Ingredients:
5 Tablespoons unsalted butter
3 Tablespoons all-purpose flour
2 1/2 cups whole milk
1 lb sharp cheddar, cut into 1/2 inch cubes
1/2 lb colby cheese, cut into 1/2 inch cubes
1/4 teaspoon Dijon mustard (original recipe called for 1 tablespoon mustard...I found that overwhelming but I'm sensitive to the taste of mustard. You might want to use more than 1/4 teaspoon if you're a big mustard fan).
Pinch grated nutmeg
Pinch cayenne pepper
salt and pepper to taste
1 lb elbow macaroni
approx 1 sleeve Ritz crackers (original recipe calls for 3/4 cups bread crumbs, but I think Ritz crackers are a thousand times better).
Directions:
Preheat the oven to 350
Butter a shallow 2 quart baking dish.
Melt 3 tablespoons butter in a large saucepan. Add the flour and cook over moderate heat for 2 minutes, stirring constantly. Add the milk and cook over moderate heat, whisking constantly until thickened, about 3 minutes. Add half of the cheddar and colby and cook over low heat, stirring, until melted. Stir in the nutmeg, cayenne, salt, pepper, and mustard.

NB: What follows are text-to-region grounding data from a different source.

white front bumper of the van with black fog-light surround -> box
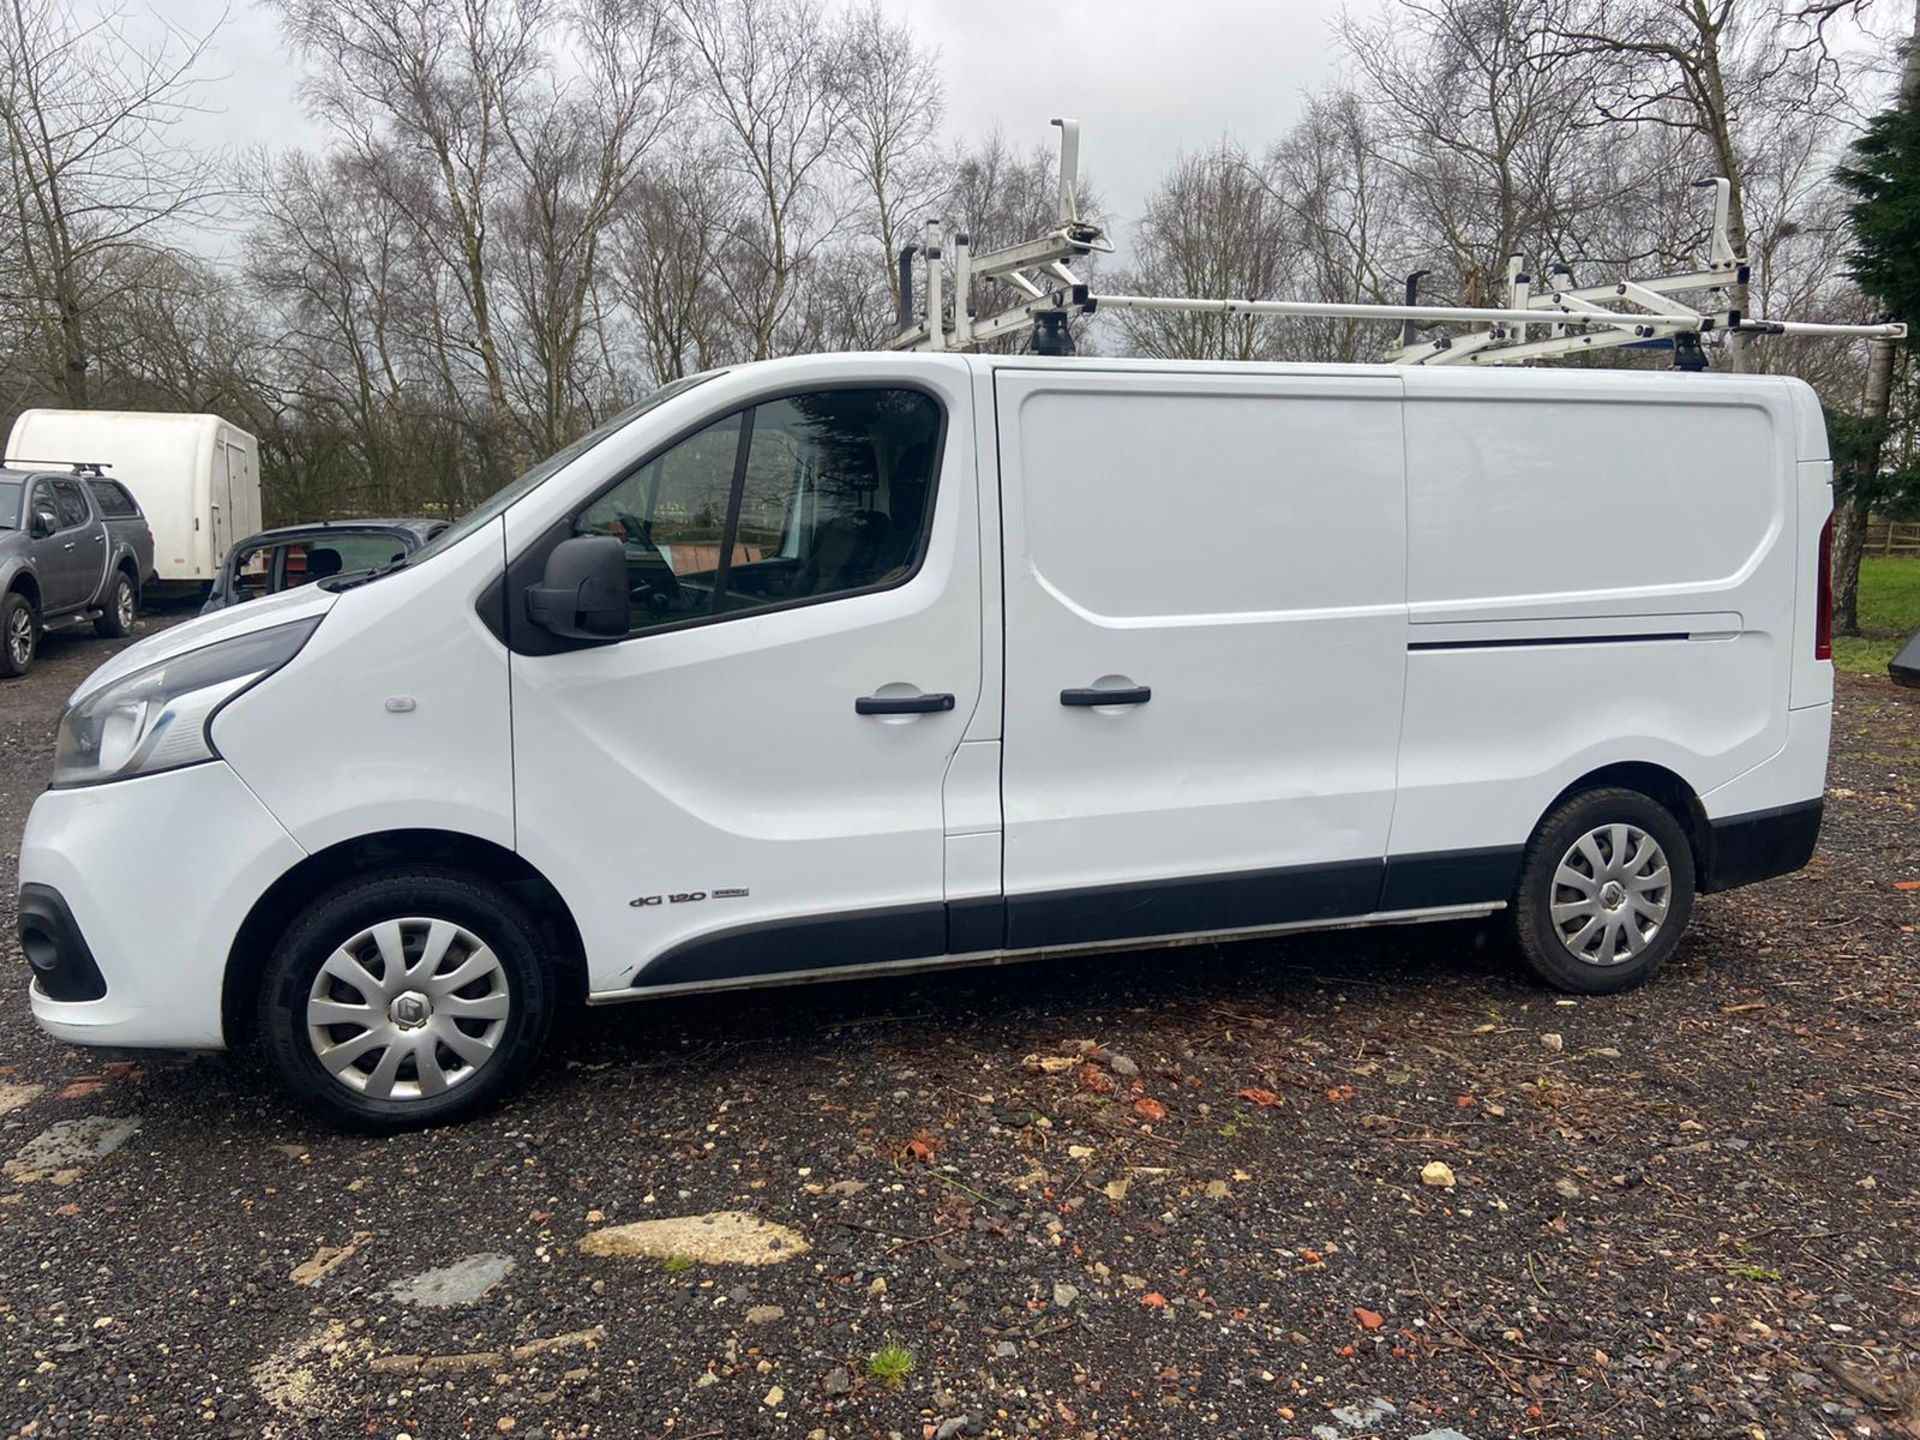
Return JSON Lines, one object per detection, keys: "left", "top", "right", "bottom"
{"left": 19, "top": 760, "right": 305, "bottom": 1050}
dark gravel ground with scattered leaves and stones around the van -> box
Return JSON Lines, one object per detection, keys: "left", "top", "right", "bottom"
{"left": 0, "top": 622, "right": 1920, "bottom": 1440}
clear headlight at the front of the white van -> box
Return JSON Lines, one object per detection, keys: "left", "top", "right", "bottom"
{"left": 54, "top": 616, "right": 321, "bottom": 787}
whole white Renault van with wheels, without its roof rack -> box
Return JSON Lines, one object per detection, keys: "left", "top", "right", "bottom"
{"left": 19, "top": 355, "right": 1832, "bottom": 1129}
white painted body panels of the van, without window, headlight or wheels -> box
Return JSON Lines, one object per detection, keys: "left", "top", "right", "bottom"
{"left": 19, "top": 355, "right": 1832, "bottom": 1046}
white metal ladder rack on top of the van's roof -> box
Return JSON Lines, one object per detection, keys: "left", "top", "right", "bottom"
{"left": 891, "top": 119, "right": 1907, "bottom": 371}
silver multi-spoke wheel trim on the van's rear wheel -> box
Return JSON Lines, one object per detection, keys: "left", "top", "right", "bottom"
{"left": 1548, "top": 824, "right": 1672, "bottom": 968}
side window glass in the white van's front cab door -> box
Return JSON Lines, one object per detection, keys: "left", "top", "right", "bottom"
{"left": 574, "top": 386, "right": 941, "bottom": 634}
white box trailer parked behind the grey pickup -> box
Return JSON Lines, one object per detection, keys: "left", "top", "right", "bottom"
{"left": 6, "top": 409, "right": 259, "bottom": 586}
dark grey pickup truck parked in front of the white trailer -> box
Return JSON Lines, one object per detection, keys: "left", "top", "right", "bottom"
{"left": 0, "top": 461, "right": 154, "bottom": 676}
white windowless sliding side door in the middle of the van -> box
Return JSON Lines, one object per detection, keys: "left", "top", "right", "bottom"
{"left": 996, "top": 367, "right": 1407, "bottom": 948}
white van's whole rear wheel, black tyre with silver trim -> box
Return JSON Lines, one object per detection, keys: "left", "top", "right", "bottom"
{"left": 1513, "top": 789, "right": 1693, "bottom": 995}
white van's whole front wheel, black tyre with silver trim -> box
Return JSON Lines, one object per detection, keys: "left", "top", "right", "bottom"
{"left": 259, "top": 870, "right": 553, "bottom": 1133}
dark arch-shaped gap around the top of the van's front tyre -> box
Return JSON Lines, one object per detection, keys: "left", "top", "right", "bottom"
{"left": 221, "top": 829, "right": 588, "bottom": 1048}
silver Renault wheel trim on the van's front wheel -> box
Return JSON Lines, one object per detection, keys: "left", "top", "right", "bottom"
{"left": 305, "top": 916, "right": 513, "bottom": 1100}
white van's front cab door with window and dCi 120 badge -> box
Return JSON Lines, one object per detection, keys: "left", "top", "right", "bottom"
{"left": 507, "top": 372, "right": 983, "bottom": 995}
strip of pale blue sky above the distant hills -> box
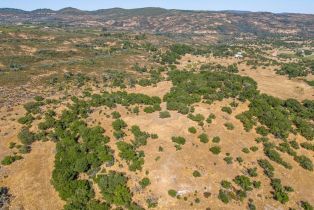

Meanwhile, cook the elbow macaroni according to the package directions. Drain well and return to the pot. Add the cheese sauce and remaining chunks of cheese and stir until combined. Pour into the prepared baking dish.
Crumble Ritz crackers over the macaroni. Melt 2 tablespoons of butter in the microwave and pour over the ritz crumbs.
Bake 30 minutes until bubbling and golden.